Study one: A group of rugby players were divided up into two groups, one supervised and one unsupervised, and completed the exact same resistance program. The supervised group significantly increased their strength more in the squat, bench press and max chin ups, then the other group. The supervised group adhered to more sessions, which is most likely due to having a coach expecting them.1
Study two: A group of 18- to 35-year-old males performed the same resistance program, both groups had a trainer there, but only one group received verbal encouragement and were told when to add weight. These participants had 1-2 years’ experience, so they were not beginners in the gym. The group that was told to push themselves ended up improving their strength on their squats and bench press more and had also improved their body composition (muscle to fat ratio). The key difference in the training program was the trainer getting the participants to add load faster than they would otherwise.

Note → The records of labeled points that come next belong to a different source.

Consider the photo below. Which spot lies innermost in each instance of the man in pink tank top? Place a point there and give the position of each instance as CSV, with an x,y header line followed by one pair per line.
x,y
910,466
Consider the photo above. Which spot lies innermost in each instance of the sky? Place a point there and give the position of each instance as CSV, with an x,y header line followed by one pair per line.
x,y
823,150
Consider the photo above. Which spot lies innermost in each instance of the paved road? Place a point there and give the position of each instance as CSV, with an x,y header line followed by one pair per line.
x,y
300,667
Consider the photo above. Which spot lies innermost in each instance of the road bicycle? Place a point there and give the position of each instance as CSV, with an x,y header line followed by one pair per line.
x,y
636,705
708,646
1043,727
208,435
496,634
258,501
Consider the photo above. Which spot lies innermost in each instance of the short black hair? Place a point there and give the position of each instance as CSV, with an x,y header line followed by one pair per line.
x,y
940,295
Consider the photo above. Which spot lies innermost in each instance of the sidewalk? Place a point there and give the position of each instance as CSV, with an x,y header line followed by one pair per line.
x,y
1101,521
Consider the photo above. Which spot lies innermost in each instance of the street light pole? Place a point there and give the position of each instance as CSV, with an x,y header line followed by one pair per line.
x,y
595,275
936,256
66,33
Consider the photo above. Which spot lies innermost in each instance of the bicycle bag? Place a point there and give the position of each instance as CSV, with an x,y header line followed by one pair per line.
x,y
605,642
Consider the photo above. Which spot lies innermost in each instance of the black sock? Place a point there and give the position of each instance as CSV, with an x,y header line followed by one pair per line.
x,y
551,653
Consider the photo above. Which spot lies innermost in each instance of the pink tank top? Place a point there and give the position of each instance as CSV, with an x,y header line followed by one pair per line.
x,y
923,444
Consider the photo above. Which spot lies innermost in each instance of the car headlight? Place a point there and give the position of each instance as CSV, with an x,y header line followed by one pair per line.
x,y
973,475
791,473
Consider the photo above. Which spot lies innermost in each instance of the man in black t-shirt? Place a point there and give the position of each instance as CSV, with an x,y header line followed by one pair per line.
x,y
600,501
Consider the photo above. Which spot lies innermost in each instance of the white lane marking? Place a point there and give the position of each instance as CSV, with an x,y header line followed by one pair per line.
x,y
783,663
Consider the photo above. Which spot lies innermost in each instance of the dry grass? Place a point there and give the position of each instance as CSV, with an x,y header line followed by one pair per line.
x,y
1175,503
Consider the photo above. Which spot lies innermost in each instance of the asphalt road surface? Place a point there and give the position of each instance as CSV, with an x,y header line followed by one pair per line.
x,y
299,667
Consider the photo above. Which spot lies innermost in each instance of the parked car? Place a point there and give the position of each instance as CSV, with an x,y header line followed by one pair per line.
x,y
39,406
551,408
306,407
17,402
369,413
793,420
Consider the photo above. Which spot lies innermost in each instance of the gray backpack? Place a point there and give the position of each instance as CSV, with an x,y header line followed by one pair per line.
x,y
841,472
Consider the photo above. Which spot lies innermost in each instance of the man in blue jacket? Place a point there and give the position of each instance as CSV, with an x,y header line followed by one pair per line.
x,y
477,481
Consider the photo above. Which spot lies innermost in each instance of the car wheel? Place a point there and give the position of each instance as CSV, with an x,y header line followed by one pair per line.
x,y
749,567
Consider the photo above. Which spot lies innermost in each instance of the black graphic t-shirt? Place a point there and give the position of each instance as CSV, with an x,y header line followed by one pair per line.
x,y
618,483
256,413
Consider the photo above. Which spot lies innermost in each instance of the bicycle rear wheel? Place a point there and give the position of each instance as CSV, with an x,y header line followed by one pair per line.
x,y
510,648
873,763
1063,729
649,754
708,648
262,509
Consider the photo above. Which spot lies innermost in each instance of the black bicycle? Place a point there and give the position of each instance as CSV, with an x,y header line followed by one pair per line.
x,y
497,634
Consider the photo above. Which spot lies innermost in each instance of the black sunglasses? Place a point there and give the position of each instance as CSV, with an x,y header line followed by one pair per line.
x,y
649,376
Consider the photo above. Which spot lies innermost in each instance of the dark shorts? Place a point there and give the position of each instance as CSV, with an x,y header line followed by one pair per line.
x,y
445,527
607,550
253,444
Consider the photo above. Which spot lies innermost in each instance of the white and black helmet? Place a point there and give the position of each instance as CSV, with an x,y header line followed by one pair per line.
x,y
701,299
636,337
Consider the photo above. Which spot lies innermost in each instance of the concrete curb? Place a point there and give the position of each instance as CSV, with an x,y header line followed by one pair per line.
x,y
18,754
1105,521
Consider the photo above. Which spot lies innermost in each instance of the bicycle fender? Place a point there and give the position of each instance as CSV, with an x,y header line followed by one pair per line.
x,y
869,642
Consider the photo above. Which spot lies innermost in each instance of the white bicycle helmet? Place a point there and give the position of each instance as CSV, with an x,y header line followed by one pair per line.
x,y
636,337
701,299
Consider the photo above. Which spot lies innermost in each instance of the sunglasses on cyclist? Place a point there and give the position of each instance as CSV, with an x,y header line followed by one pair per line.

Study three: A group of trained participants with an average of 4 years’ experience, were divided into a group that were told to train to failure or to a self-determined rep max. The group who trained to failure gained strength, muscle mass and lost body fat. Whereas the group that could choose their own weight, did not improve at all. Whilst training to failure is not an approach that is needed to get results, you do need to train within a close proximity to failure and it is likely that when left to your own devices, you might not push close to it.3
In summary, when training with less supervision it is likely you will not push yourself to adapt as you would with a trainer present. Even in experienced lifters this can occur. Having the appropriate supervision with your training may increase your strength, increase muscle gains, and reduce body fat faster, than if you were to train by yourself, ultimately allowing you to enjoy the results of better health quicker.
1) Coutts AJ, Murphy AJ, Dascombe BJ. Effect of direct supervision of a strength coach on measures of muscular strength and power in young rugby league players. J Strength Cond Res. 2004 May;18(2):316-23. doi: 10.1519/R-12972.1. PMID: 15142000.
2) Mazzetti SA, Kraemer WJ, Volek JS, Duncan ND, Ratamess NA, Gómez AL, Newton RU, Häkkinen K, Fleck SJ. The influence of direct supervision of resistance training on strength performance. Med Sci Sports Exerc. 2000 Jun;32(6):1175-84. doi: 10.1097/00005768-200006000-00023. PMID: 10862549.
3) Gieβsing J, Fisher J, Steele J, Rothe F, Raubold K, Eichmann B. The effects of low-volume resistance training with and without advanced techniques in trained subjects. J Sports Med Phys Fitness. 2016 Mar;56(3):249-58. Epub 2014 Oct 10. PMID: 25303171.